Él sonrió con dulzura al darse cuenta de la tesitura en que me encontraba y, cuando redujo la fuerza con que me sujetaba, me di la vuelta con cuidado y me solté. Probablemente no debería haberle sugerido que me pasara por debajo de sus piernas, pero no imaginaba que iba a acabar… así.
Mierda. Debería haber dejado las cosas como estaban
.

—¡Ey! —exclamé nerviosa, esperando que no creyera que quería cambiar nuestra relación. En realidad, ni siquiera teníamos una—. No se te da nada mal. Antiguamente me pasaba la vida aquí cuando no estaba en el colegio. ¿Dónde aprendiste a patinar tan bien?

Marshal se quedó mirando las gastadas pegatinas de mis patines, la mayor parte de las cuales eran de grupos de música de los años noventa. Tenía los ojos arrugados como si estuviera a punto de echarse a reír. ¡Oh! Esperaba que las cejas le crecieran pronto.

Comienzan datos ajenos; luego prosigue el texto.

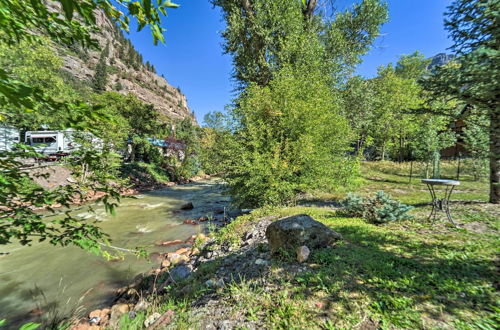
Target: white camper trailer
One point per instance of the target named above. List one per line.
(51, 143)
(8, 137)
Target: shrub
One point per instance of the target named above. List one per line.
(377, 209)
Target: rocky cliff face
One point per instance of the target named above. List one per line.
(439, 60)
(126, 71)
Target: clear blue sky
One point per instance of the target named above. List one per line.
(192, 57)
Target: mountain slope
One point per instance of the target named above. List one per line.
(126, 71)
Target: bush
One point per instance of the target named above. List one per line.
(377, 209)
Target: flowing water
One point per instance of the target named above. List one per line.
(47, 280)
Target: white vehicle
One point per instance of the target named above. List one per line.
(51, 142)
(8, 137)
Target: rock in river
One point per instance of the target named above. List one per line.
(299, 230)
(187, 206)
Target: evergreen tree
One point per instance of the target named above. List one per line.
(473, 78)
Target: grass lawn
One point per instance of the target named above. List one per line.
(412, 274)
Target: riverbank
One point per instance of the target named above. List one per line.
(45, 283)
(50, 176)
(407, 274)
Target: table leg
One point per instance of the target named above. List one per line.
(441, 204)
(446, 204)
(434, 202)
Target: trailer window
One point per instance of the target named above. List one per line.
(44, 140)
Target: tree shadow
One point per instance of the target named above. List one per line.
(402, 279)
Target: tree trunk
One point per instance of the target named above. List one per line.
(495, 156)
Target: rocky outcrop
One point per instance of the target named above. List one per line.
(290, 233)
(439, 60)
(122, 77)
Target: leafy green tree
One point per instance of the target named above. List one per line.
(263, 36)
(29, 22)
(473, 78)
(216, 141)
(39, 67)
(289, 138)
(358, 108)
(289, 135)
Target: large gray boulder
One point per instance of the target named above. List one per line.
(300, 230)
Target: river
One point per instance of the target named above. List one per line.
(55, 281)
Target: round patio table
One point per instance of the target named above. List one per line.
(442, 204)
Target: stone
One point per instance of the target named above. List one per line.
(116, 313)
(176, 259)
(141, 305)
(151, 319)
(175, 242)
(165, 319)
(95, 320)
(261, 262)
(190, 239)
(85, 326)
(181, 272)
(303, 253)
(182, 251)
(292, 232)
(219, 211)
(187, 206)
(96, 313)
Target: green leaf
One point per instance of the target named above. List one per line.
(68, 7)
(169, 4)
(30, 326)
(147, 8)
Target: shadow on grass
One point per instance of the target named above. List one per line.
(400, 280)
(409, 276)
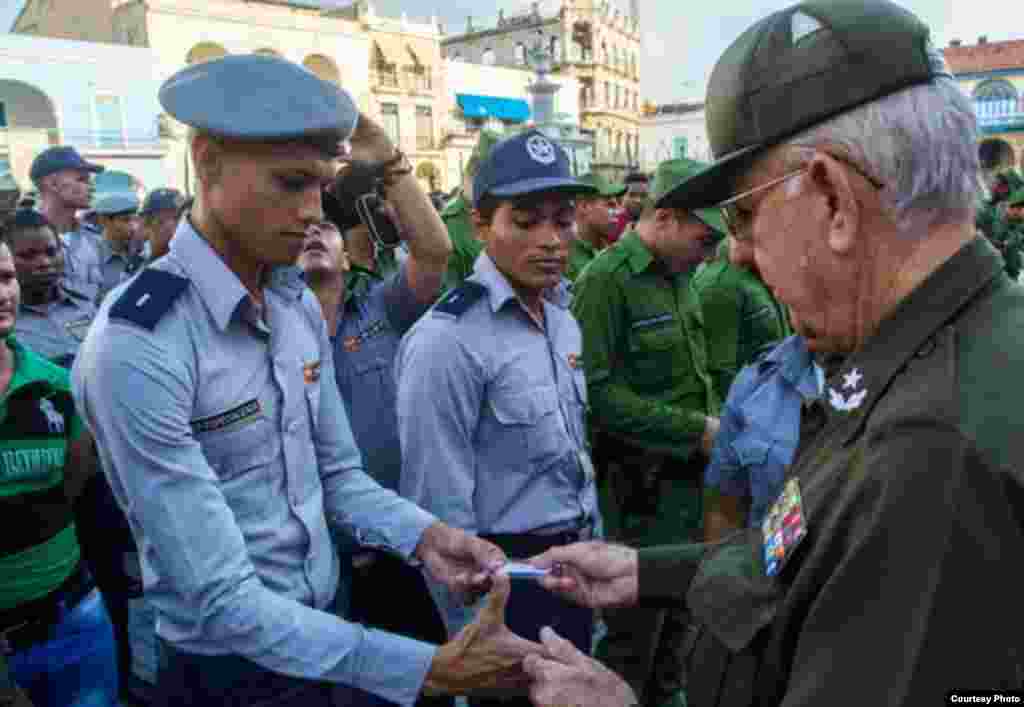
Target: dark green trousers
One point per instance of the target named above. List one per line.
(653, 501)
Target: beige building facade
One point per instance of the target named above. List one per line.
(594, 42)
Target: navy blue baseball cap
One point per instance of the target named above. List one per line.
(58, 159)
(260, 98)
(117, 203)
(162, 200)
(525, 163)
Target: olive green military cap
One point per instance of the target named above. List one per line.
(669, 176)
(604, 188)
(1017, 198)
(798, 68)
(484, 143)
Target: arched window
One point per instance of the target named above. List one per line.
(204, 51)
(995, 98)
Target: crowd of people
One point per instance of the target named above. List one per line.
(276, 445)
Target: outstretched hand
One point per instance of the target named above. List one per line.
(594, 574)
(564, 676)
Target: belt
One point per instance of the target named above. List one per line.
(33, 622)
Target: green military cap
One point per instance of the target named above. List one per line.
(798, 68)
(1017, 198)
(669, 176)
(603, 186)
(485, 142)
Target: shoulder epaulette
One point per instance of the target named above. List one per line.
(148, 297)
(458, 301)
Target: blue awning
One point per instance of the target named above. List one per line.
(513, 110)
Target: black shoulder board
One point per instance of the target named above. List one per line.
(148, 297)
(461, 298)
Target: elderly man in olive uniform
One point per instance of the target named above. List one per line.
(653, 407)
(847, 160)
(596, 222)
(466, 247)
(209, 383)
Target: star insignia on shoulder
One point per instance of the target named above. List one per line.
(845, 403)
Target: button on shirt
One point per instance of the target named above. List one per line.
(761, 425)
(369, 331)
(237, 453)
(56, 330)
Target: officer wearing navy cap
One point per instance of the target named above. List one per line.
(98, 264)
(209, 384)
(160, 218)
(491, 387)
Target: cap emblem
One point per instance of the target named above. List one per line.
(541, 150)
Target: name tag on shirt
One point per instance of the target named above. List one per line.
(783, 529)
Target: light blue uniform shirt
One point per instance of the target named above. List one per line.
(80, 254)
(370, 328)
(491, 417)
(57, 329)
(226, 443)
(760, 425)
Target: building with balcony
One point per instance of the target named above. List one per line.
(992, 74)
(593, 42)
(317, 34)
(101, 98)
(407, 86)
(498, 98)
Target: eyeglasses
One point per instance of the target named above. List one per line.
(738, 222)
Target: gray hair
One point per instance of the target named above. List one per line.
(922, 143)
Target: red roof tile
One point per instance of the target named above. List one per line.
(989, 56)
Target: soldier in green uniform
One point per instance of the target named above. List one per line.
(653, 407)
(740, 315)
(596, 220)
(458, 216)
(847, 158)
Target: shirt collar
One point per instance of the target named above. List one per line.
(500, 291)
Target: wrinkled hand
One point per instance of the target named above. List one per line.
(565, 677)
(463, 563)
(594, 574)
(485, 658)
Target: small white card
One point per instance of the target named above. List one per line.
(523, 571)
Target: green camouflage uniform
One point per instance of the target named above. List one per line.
(650, 392)
(741, 316)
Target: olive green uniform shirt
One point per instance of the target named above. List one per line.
(644, 351)
(912, 495)
(465, 246)
(581, 253)
(741, 316)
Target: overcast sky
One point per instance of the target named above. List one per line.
(682, 39)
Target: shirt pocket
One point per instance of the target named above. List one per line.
(242, 457)
(531, 422)
(652, 352)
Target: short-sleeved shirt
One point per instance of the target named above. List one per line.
(38, 548)
(742, 319)
(369, 331)
(760, 427)
(57, 329)
(644, 350)
(226, 444)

—No hay muchas cosas que hacer cuando los turistas se marchan. Te sor­prendería descubrir cuántas cosas más se me dan bien.

Yo sonreí al imaginar lo que había que hacer para mantenerse ocupado cuando nevaba.
Déjalo en paz, Rachel. No está buscando pareja, ni tú tampoco
.

—Y ahora que has conseguido el trabajo, ¿te instalarás aquí definitivamente?

—Ajá. —En ese momento levantó la vista de los tablones y me di cuenta de que él también estaba sonriendo—. Hay un tipo interesado en comprarme el negocio. Solo falta que nos pongamos de acuerdo en el precio.

Yo ladeé la cabeza.

—¿Y qué me dices de tu casa?

Marshal se encogió de hombros.

—Estaba de alquiler. La próxima vez que vaya, me traeré todas mis cosas. A no ser que me lo encuentre todo tirado en el jardín delantero o, peor aún, chamuscado.

Entonces recordé lo que me había contado mi madre sobre su ruptura con una novia psicópata y sentí un escalofrío.

—Lo siento. ¿Estás hablando de Debbie? —pregunté, acordándome de ella.

Él permaneció callado mientras doblábamos la esquina con un giro en pa­ralelo y adelantábamos a toda velocidad a una pareja que iba disfrazada de los muñecos de trapo Raggedy Ann y Andy.

—Ninguno de los dos tuvo la culpa —dijo cuando nos enderezamos—. Llevá­bamos mucho tiempo juntos, pero los dos últimos años la cosa fue degenerando.

—¡Oh! —Por los altavoces se escuchaba
fast rock
a todo volumen, y yo eché un vistazo al reloj.

—A ella le gustaría tener un marido del que poder presumir y, por lo visto, mis logros no estaban a la altura de sus expectativas —dijo con un pequeño atisbo de amargura en la voz—. Por no mencionar que se olvidó de que yo no trabajaba para conseguir suficiente dinero para impresionar a la gente, sino para regresar y poder pagarme el máster. Creía que estaba enamorado de ella —continuó enco­giéndose de hombros una vez más y quedándose ligeramente encorvado—, pero tal vez estaba enamorado de la idea de tenerla a mi lado. Ya no nos importaban las mismas cosas y lo nuestro, sencillamente… murió.

Me alegré al comprobar que su expresión mostraba más arrepentimiento que rabia.

—¿Y a ti qué es lo que te importa? —le pregunté.

Marshal se quedó pensando mientras nos las arreglábamos para esquivar a Darth Vader, que se las veía y se las deseaba para no chocar contra la pared porque el casco no le dejaba ver bien.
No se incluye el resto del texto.